Among the non-French skippers in the race will be Pip Hare, the British navigator who now sails the former Banque Populaire VII that won the 2016-17 Vendée Globe and came third in the last race in the hands of Louis Burton. After an intensive month’s training based at Cascais in Portugal, where she benefitted from coaching by Jack Bouttell and Ben Schwartz, Hare is preparing herself for her first competitive outing on a foiling flyer, now complete with Medallia branding.

“It feels like it has come round so quickly. It’s nerve –wracking – it’s a big fleet with some big names this year,” said the 48-year-old from Poole on the English south coast who came 19th in the last Vendée Globe in the second oldest boat in the fleet. “The boat has had a great re-fit, it is in great condition and I am turning up on very different terms. This is kind of a line in the sand for me; this is where I need to progress forwards from and I’m kind of here thinking I don’t know what this race is going to look like, I don’t know how I am going to line up against these people.”

Hare is trying to make a transition, moving from the middle-to-back section of the IMOCA fleet to the top-10. It’s a big step performance-wise and psychologically, and she is well aware of the scale of the task ahead of her. “When you go into something as an underdog, you look at everyone else and put them on a pedestal,” she said. “Everyone else in the fleet is just in a different league to you. And now, I haven’t changed, I don’t feel like I’ve changed as a person, but all of a sudden I am one of them.”

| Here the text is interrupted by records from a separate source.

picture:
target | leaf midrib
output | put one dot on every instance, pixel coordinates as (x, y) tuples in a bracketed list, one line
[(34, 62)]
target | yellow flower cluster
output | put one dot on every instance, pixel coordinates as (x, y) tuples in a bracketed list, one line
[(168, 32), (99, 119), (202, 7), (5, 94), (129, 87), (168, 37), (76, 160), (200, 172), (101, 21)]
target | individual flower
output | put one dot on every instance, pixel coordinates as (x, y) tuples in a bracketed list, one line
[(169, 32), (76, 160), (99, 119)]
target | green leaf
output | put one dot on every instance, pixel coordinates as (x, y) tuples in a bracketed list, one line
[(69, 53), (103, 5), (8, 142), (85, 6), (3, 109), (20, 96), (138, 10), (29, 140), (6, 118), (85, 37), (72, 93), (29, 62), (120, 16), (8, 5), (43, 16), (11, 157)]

We asked what her goal for this race will be? “I don’t think a hard number in terms of results is enough of an objective for me,” she said. “It is a relatively short race. I am well prepared. I’ve had a really good session of training, so my objective would be to maintain the boat’s performance at a steady rate through the race – make sure I hit my polars, not find any excuses, just take everything I’ve learned and apply it. I would hope that is going to get me a top-10 result.”

The action at the Guyader Bermudes 1000 Race gets underway on Friday with speeds runs on Brest Harbour as the IMOCA crews compete in the Pom’Potes Challenge.